Des chicanes de ménage empreintes de réalisme!
Une heure trente de disputes conjugales, ça peut devenir long et pénible. Mais quand ces chicanes sont bien écrites et jouées par des comédiens de talent, elles se transforment en scène de ménage drôlement agréables et qu’on le veuille ou non, on s’y reconnaît!
Il ne fait pas douter qu’il faut être un public averti pour apprécier la pièce présenté jusqu’au 8 décembre à l’Espace René-Provost, Le Périmètre. Mais quand on sait ce qu’on s’en vient voir, on y prend goût!
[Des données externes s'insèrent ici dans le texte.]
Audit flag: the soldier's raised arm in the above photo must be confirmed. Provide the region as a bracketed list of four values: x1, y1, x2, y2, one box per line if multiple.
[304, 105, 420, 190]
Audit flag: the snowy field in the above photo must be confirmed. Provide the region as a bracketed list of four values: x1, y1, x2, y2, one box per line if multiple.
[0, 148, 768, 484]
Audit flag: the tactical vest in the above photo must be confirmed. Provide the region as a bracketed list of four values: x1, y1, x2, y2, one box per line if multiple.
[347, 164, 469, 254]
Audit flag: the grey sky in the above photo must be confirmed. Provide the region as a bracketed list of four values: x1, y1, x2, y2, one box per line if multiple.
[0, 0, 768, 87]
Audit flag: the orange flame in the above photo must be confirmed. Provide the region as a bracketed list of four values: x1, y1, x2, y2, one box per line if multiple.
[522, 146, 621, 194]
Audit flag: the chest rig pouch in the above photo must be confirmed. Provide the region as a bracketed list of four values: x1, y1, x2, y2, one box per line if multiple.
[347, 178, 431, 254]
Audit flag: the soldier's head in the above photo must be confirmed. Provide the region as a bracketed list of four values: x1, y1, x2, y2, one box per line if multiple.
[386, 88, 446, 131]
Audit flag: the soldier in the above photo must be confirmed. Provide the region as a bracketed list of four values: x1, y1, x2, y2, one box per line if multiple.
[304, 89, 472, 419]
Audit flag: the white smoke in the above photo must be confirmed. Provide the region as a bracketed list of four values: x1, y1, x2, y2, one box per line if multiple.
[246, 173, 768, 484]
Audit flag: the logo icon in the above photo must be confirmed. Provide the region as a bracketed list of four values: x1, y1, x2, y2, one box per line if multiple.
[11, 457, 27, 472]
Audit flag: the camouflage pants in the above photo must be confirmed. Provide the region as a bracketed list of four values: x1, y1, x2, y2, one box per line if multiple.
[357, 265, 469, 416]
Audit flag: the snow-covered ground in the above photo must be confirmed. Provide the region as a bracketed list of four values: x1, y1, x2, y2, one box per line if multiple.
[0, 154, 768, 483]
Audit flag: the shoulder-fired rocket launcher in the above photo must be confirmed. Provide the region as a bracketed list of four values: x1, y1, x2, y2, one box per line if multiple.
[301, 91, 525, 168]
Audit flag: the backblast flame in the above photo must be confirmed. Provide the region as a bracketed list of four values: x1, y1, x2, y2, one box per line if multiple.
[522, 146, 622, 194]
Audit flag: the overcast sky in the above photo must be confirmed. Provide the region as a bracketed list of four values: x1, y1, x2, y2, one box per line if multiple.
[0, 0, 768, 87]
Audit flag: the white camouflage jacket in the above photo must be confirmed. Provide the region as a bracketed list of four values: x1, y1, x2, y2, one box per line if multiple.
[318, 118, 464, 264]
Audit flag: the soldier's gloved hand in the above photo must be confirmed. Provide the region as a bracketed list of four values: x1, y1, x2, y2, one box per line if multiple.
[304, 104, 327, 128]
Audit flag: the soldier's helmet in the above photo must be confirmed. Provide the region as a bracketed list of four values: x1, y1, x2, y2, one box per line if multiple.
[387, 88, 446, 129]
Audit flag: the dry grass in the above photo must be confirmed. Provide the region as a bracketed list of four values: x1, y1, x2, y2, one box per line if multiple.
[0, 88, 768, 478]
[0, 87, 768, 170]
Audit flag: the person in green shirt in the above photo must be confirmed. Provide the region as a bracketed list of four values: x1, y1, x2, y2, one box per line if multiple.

Fermeture d’une compte conjoint, fête d’enfant à faire semblant, soirée trop arrosée qui finit dans la salle à coucher sans lendemain, et perte du respect des besoins de l’autre, voilà les étapes à travers lesquelles passe notre couple, formidablement interprété par Geneviève Couture et Yves Turbide. Stéphane Gravel se joint aussi à l’histoire, le temps d’embrouiller davantage les cartes.
Le texte de Frédéric Blanchette a mérité l’an dernier le Masque de l’année. Il s’agit d’un texte d’une réalité déconcertante, avec ses phrases non-finies, ses silences lourds et ses entrecoupements qui finissent dans une cacophonie dans laquelle aucun des belligérants ne se comprend.
Car il s’agit bien là d’une guerre, engendrée par une rupture récente, mais surtout par le besoin d’élever un enfant de la meilleure façon possible. Mais quand les parents ne partagent plus cette façon de faire, les choses finissent toujours par éclater.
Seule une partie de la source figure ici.